Mechanical & Materials Engineering, Department of

 

Document Type

Article

Date of this Version

10-5-2023

Citation

PHYSICAL REVIEW E 108, 045102 (2023). DOI: 10.1103/PhysRevE.108.045102

Comments

Used by permission.

Abstract

Acoustofluidic systems often employ prefabricated acoustic scatterers that perturb the imposed acoustic field to realize the acoustophoresis of immersed microparticles. We present a numerical study to investigate the timeaveraged streaming and radiation force fields around a scatterer. Based on the streaming and radiation force field, we obtain the trajectories of the immersed microparticles with varying sizes and identify a critical transition size at which the motion of immersed microparticles in the vicinity of a prefabricated scatterer shifts from being streaming dominated to radiation dominated.
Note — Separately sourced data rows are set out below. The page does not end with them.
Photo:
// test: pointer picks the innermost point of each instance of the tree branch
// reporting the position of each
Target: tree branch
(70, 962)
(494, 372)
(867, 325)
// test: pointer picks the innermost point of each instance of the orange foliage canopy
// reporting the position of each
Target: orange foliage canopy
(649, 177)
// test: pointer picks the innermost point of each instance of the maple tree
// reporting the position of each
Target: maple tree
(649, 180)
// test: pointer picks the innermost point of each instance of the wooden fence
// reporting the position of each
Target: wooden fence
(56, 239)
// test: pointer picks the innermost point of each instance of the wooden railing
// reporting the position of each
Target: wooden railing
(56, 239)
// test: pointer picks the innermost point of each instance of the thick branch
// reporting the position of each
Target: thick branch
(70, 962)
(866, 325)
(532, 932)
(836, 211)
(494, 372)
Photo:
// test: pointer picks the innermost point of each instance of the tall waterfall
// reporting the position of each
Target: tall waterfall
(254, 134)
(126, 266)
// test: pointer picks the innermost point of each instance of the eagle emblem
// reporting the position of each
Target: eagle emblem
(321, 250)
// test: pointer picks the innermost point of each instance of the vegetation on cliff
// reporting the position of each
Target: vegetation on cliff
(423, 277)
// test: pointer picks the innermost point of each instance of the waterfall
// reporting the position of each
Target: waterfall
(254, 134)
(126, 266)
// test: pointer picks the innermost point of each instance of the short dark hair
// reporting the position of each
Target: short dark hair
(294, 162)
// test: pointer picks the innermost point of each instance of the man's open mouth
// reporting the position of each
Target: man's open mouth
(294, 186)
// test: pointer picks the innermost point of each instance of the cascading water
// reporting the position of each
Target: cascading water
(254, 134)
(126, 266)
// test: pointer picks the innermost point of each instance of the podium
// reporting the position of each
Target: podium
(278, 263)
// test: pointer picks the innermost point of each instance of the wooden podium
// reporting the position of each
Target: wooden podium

We consider a range of acoustic frequencies to reveal that the critical transition size decreases with increasing frequency; this result explains the choice of acoustic frequencies in previously reported experimental studies.We also examine the impact of scatterer material and fluid properties on the streaming and radiation force fields, as well as on the critical transition size. Our results demonstrate that the critical transition size decreases with an increase in acoustic contrast factor: a nondimensional quantity that depends on material properties of the scatterer and the fluid. Our results provide a pathway to realize radiation force based manipulation of small particles by increasing the acoustic contrast factor of the scatterer, lowering the kinematic viscosity of the fluid, and increasing the acoustic frequency.